For the Owl, a 'true' OIII filter like the Lumicon or Thousand Oaks would probably be best. The NPB will help as well, but perhaps with not quite as much contrast as the narrower OIII filters. As for Tele Vue's Bandmate OIII, that one is *WAY* too wide (nearly as wide as the NPB), so I would pass on getting that filter. As for "100% transmission", no commonly manufactured filter has that despite whatever passband plots you will see. The most one might expect for most production filters like these is in the high 90's (perhaps 97% or so at one wavelength). In any case, the human eye cannot easily detect a change in brightness of less than 10%, so if an OIII filter has a transmission of around 88% or more at one or both of the OIII lines (and has a Full Width at Half Maximum bandwidth of less than 15 nm but more than 8.5 nm), it should work just fine for visual use. Clear skies to you.
I think I am finally catching on!
Bandpass means alot also
I appreciate the info as you have had practical and in the field experience with several filters.
But, can you give me a quick definition of FWHM ?
Does it have something to do with the 496 nm and 501 nm OIII lines? Which have a difference of 5 nm.
I am confused about the 8.5 nm and 15 nm wavelength positions.

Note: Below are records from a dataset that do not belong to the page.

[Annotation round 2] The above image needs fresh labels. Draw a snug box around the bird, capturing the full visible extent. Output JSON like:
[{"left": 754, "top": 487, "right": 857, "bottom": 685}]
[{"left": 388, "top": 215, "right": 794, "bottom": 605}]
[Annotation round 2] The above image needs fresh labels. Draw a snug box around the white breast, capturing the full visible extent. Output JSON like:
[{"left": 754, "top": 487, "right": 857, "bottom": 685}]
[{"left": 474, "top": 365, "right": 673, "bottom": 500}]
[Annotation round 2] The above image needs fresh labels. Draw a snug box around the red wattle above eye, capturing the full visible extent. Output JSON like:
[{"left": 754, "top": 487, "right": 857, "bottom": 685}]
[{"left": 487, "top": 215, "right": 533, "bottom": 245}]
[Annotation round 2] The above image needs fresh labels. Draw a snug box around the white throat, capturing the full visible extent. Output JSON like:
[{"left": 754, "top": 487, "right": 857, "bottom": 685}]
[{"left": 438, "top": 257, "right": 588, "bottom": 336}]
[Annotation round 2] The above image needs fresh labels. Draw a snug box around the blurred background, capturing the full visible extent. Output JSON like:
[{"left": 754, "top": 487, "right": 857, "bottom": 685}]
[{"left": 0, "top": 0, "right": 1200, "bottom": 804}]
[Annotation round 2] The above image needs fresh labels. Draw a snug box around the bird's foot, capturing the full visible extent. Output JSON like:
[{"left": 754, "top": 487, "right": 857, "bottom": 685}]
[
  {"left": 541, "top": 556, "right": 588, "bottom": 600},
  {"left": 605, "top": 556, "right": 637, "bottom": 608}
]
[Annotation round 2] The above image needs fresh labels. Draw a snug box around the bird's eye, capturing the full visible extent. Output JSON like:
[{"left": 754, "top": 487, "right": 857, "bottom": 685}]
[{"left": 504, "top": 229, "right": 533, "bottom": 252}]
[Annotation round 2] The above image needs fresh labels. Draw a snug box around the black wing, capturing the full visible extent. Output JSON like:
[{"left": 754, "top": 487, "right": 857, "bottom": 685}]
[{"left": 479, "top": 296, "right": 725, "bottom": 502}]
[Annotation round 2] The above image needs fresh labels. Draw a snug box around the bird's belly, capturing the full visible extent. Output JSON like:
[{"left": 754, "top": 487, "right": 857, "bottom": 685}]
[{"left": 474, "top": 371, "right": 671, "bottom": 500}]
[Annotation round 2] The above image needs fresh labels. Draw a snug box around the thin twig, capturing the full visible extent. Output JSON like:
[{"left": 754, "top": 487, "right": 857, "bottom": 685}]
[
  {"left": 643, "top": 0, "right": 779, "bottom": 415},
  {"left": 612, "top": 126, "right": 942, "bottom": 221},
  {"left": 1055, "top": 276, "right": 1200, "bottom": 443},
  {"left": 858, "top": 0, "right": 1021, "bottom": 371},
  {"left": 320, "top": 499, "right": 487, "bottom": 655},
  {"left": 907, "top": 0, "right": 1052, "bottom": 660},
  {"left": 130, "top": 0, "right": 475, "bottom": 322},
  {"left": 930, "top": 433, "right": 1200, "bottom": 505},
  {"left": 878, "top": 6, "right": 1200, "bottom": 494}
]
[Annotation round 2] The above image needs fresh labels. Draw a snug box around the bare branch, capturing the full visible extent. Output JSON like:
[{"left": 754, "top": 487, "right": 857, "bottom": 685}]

FWHM is the full width of the filter at half of its maximum transmission level. Most narrow-band nebula filters have FWHM values in the 23 nm to 28 nm range, while good OIII line filters will have FWHM values of between 8.5 nm and about 15 nm. Generally, the filter passband of an OIII filter will be centered at a point in the visual spectrum that is roughly halfway between the 495.9 and 500.7 nm wavelengths with a peak transmission at that point. There is some slight fall-off in transmission away from that peak transmission point, but most line filters have more than 88% transmission at the two OIII lines, so there is little to worry about there. The Baader OIII is a little on the narrow side (8.5 nm FWHM passband width), as the 495.9 nm OIII line is transmitted at only between 35% and 50%, while the other line comes through at over 90%. However, typically, the 495.9 nm OIII line is weaker than the 500.7 nm line, so the Baader filter still works fairly well. Clear skies to you.